Another idea I had was to keep the for loop but change the pause function to use a value calculated based on how much time would add up to 5 minutes for the iteration.
To summarize my question:
a) Can I have a timer pass different data to the timer function on each iteration?
b) Is that a good way to go about cycling through the intervals in my data on a precise 5-minute interval?
Thanks!
I stumbled on this page: http://www.mathworks.com/company/newsletters/articles/tips-and-tricks-simplifying-measurement-and-timer-callbacks-with-nested-functions-new-online-support-features.html
and learned that timer callback functions can be nested inside other functions (but not regular scripts).
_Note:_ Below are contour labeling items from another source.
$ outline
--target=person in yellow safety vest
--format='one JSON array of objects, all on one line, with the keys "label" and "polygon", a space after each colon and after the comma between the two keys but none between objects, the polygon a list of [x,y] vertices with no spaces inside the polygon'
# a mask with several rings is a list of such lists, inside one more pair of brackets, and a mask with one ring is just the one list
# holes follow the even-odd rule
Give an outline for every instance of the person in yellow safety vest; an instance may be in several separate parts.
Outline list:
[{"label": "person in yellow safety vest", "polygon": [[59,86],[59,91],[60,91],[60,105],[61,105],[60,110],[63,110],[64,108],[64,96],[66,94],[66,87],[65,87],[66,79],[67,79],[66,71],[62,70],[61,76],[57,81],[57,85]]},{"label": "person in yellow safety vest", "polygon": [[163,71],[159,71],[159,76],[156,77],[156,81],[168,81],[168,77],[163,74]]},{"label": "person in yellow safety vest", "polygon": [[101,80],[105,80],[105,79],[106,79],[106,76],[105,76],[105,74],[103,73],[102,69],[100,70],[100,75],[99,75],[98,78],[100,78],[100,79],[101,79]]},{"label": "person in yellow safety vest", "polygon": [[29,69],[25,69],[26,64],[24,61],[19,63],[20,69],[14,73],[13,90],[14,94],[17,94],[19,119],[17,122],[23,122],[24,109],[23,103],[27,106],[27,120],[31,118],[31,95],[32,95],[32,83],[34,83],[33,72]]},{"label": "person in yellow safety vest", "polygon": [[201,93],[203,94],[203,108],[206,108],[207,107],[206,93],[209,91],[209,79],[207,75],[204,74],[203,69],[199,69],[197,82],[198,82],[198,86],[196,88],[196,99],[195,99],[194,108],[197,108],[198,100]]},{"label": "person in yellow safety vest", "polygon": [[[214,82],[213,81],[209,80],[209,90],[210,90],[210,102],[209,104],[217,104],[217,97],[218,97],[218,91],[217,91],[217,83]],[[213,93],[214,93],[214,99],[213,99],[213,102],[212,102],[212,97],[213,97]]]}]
Using that information, I cut my scenario to the basics and came up with this code:
function timerTestMain_fcn
testFile = input('What is the name of the test data file (with extension): ', 's');
testData = csvread(testFile);
intervalDuration = input('What is the voltage change period (seconds): ');
intervalNumber = size(testData,2);
t = timer('ExecutionMode','fixedRate','period',intervalDuration,'TasksToExecute',intervalNumber);
t.TimerFcn = {#timerTest_fcn};
start(t);
wait(t);
delete(t);
function timerTest_fcn(obj,event)
tic
event_time = datestr(event.Data.time);
interval_id = t.TasksExecuted;
data_value = testData(1,interval_id);
txt1 = 'Interval ';
txt2 = num2str(interval_id);
txt3 = ' occurred at ';
txt4 = ' with data value of ';
txt5 = num2str(data_value);
msg = [txt1 txt2 txt3 event_time txt4 txt5];
disp(msg)
t2 = toc;
fprintf('Elapsed time = %3.4f\n',t2);
end
end
The test data file it requests must be a csv containing a row vector. For example, you could put the values 11,12,13,14,15 across the first row of the csv. The output message would then say 'Interval 1 occurred at [time] with data value of 11', 'Interval 2 occurred at [time] with data value of 12', etc.
The key is that by nesting the functions, the timer callback can reference both the test data and the timer attributes contained in the outer function. The TasksExecuted property of the timer serves as the counter.
Thanks to anyone who thought about my question. Comments welcome.